“Rock-solid” CoB-based sponge electrodes for overall seawater splitting at industrial-level current density

Abstract

Developing highly stable and economical non-precious metal catalytic electrodes is the core issue in solving the current problem of seawater electrolysis at industrial-scale current densities. In this work, a dense layer of cobalt–boron (CoB) nanospheres was in situ grown on the surface of hydrophilic polyurethane sponge (HPS) via a mild electroless plating method, constructing a high-activity, high-strength, self-supporting bifunctional CoB@HPS electrode compared with that obtained using the nickel foam substrate (NF). Based on its high specific surface area, abundant active sites, and porous hydrophilic structure, the HPS with the grown nano-spherical CoB exhibits significant electrochemical catalytic efficiency. Meanwhile, an efficient synergistic catalytic mechanism is established between the Co(OH)₂/CoOOH species and CoB. In the hydrogen evolution/oxygen evolution reaction (HER/OER) processes, overpotentials of only 19 and 199 mV are required to reach 10 mA cm⁻². This electrode requires only 1.60 V to promote overall water splitting (OWS) at a current density of 100 mA cm⁻², and it can continuously operate for more than 600 h at an industrial-scale current density of 500 mA cm⁻² without significant performance degradation.

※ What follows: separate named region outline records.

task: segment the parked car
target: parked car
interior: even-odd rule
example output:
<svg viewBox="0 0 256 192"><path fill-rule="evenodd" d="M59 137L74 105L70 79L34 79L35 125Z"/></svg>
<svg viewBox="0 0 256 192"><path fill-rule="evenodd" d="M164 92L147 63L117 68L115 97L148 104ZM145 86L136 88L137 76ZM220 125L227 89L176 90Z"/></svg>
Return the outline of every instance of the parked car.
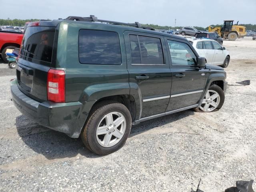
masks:
<svg viewBox="0 0 256 192"><path fill-rule="evenodd" d="M169 34L172 34L173 30L168 30L165 32L165 33L169 33Z"/></svg>
<svg viewBox="0 0 256 192"><path fill-rule="evenodd" d="M8 62L6 52L12 53L16 48L20 48L23 38L23 32L8 31L3 29L0 30L0 53L1 57L6 63Z"/></svg>
<svg viewBox="0 0 256 192"><path fill-rule="evenodd" d="M193 27L182 27L180 30L180 33L183 36L187 35L194 36L196 33L200 32L200 31Z"/></svg>
<svg viewBox="0 0 256 192"><path fill-rule="evenodd" d="M196 34L196 38L210 38L217 41L221 45L223 44L222 38L219 36L218 33L215 32L208 32L207 33L198 33Z"/></svg>
<svg viewBox="0 0 256 192"><path fill-rule="evenodd" d="M100 155L120 148L132 124L220 109L223 68L206 65L185 38L152 29L92 16L30 23L10 82L14 104Z"/></svg>
<svg viewBox="0 0 256 192"><path fill-rule="evenodd" d="M226 48L214 40L204 38L189 39L200 57L204 57L208 64L228 66L230 60L229 52Z"/></svg>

More attractively, this strategy has broad applicability in industry, enabling multi-element doping (iron/nickel/phosphorus), flexible substrate usage (nickel foam NF/hydrophilic cloth CC/hydrophobic asbestos HA/polyurethane plastic PU), and large-area construction (5.0 cm × 5.0 cm). This work provides a new strategy and theoretical support for constructing efficient and stable industrial-scale water electrolysis catalytic electrodes.